Е г о р. Ты Лену не трогай. Лена мне жена.

П е т р. Знаю. Дипломированный инженер, но по твоей вине ни одного дня не работала.

Е г о р. А что я мог сделать? Создать специально для нее трикотажную промышленность?

П е т р. При желании многое мог бы сделать. Она с успехом могла бы работать на комбинате.

Е г о р. Н-да, отец на комбинате, брат на комбинате, жена тоже. А потом и сына здесь же должен буду пристроить. Это ты мне предлагаешь? Благодарю! Но я на это никогда не пойду. Чтобы меня потом обвинили в насаждении семейственности!

П е т р. Нет, Егор, тобой не эти соображения руководили. Ты отстранил Елену от работы по другой причине. Ты отстранил ее только потому, что ее руки понадобились тебе дома, в твоем хозяйстве. И это вполне соответствует твоему идеалу.

Е г о р. Да, соответствует! Когда я вижу, как женщины забивают сваи или укладывают рельсы, я не прихожу в восторг.

П е т р. Я тоже.

Е г о р. Твой повышенный интерес к жизни Елены мне понятен. Но я не советую тебе его проявлять. Поздно, Петр, поздно! Мы семнадцать лет вместе.
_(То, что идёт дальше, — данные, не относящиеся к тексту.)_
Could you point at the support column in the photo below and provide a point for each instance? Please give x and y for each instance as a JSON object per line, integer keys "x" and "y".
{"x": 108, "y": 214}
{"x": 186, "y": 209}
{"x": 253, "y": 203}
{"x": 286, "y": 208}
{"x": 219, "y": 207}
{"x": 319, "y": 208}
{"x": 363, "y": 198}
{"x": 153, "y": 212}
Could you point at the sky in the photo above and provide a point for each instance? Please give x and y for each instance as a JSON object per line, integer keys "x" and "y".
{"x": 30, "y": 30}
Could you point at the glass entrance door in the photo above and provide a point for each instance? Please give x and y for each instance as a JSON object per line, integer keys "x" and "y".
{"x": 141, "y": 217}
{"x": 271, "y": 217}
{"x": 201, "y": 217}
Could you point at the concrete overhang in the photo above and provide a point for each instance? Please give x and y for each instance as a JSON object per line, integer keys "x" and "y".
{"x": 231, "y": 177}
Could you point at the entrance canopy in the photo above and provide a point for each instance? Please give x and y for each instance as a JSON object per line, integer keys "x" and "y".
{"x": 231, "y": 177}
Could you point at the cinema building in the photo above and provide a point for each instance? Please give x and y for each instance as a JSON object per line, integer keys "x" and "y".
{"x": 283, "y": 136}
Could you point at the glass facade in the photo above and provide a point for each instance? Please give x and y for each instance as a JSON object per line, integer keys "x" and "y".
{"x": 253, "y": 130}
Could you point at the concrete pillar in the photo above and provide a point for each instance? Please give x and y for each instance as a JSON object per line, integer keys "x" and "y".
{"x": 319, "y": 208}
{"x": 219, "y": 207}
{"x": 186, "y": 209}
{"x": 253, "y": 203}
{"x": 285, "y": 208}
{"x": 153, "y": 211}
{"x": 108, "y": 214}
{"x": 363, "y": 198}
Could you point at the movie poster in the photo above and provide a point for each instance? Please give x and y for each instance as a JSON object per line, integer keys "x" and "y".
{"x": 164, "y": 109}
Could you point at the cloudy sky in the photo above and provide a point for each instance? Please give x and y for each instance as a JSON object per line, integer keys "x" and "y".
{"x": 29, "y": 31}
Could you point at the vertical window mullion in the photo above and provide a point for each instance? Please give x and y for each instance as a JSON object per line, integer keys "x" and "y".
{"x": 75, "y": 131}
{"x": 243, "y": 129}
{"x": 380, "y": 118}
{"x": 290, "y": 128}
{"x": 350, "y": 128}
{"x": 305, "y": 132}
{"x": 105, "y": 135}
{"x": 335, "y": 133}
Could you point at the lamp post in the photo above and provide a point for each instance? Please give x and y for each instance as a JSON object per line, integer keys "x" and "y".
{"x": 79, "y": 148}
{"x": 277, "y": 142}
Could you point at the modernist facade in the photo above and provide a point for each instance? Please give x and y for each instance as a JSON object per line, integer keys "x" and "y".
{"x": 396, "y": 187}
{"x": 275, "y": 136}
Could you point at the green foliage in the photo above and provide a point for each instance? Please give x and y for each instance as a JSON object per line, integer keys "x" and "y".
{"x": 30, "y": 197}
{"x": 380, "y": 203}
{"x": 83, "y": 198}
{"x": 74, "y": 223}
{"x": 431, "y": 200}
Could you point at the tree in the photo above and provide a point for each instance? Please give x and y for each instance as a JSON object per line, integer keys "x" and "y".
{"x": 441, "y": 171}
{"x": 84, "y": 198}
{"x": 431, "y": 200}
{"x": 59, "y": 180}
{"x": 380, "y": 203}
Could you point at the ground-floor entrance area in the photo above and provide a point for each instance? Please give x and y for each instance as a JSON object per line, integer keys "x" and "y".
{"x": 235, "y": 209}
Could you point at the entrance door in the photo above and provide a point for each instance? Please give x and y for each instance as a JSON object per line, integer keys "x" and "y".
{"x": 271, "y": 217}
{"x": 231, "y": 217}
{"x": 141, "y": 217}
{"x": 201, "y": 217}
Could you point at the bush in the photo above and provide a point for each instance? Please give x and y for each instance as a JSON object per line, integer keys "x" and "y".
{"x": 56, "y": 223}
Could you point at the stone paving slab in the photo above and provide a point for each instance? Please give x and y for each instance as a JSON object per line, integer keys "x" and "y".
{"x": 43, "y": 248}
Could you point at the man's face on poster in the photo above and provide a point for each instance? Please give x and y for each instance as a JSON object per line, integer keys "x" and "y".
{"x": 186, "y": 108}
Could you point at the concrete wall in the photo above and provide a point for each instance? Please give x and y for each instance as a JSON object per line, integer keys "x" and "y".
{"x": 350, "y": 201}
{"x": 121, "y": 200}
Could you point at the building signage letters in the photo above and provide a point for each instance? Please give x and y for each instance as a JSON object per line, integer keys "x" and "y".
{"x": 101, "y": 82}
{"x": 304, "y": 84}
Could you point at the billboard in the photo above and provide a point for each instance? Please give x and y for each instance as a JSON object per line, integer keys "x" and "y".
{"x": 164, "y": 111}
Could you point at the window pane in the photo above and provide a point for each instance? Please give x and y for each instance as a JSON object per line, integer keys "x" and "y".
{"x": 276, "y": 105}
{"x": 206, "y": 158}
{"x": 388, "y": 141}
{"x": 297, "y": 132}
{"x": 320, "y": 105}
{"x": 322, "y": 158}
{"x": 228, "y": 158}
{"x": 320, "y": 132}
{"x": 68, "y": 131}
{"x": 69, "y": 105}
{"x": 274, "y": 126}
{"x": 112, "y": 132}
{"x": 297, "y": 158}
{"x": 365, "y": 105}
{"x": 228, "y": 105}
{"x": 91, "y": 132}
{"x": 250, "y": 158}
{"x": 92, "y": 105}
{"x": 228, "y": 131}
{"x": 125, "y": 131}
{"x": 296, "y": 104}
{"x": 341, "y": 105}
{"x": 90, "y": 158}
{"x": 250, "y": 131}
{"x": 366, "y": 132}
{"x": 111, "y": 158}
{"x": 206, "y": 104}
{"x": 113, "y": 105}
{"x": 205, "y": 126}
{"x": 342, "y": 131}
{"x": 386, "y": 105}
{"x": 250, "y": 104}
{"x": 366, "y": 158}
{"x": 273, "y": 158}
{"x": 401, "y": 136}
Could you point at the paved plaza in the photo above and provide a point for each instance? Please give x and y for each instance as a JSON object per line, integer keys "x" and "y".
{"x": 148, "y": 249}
П е т р. Ты прав. Действительно, Лена мне не безразлична. Не безразличен и ты, Егор. Но в еще большей степени меня тревожит то, как живет мой брат, как он растит своего сына.

Е г о р. Демагогия! Ты любишь Лену. Любишь! И, пожалуйста, не выкручивайся.

П е т р. Не собираюсь.

Е г о р. Потому-то ты и злишься.

П е т р. Да, я люблю Лену и не пытаюсь это скрыть от тебя. Но у Лены есть семья, сын, которого она любит, муж.

Е г о р. Вот-вот. И можешь оставить ее в покое. Ни в сочувствии, ни в жалости, смею тебя заверить, она не нуждается.

П е т р. Жалеть, Егор, я не умею. Жалость оскорбительна, она унижает человека. Но то, что случилось с Костей, лежит на твоей совести, Егор! Дети — самое верное зеркало родителей. И мне больно, больно оттого, что Костя перенимает от тебя дурное. Искренне сожалею, что он не видел тебя комсомольцем, беспокойным пареньком с горящими глазами. Забыл? А ведь ты был таким, Егор. И, не скрою, я гордился тобой.

Е г о р. Все?

П е т р. Нет, не все. Ты не имеешь права требовать от Костика ни твердых убеждений, ни упрекать его в эгоизме.

Е г о р. Я отец!

П е т р. Какой ты отец, если такого сына воспитал?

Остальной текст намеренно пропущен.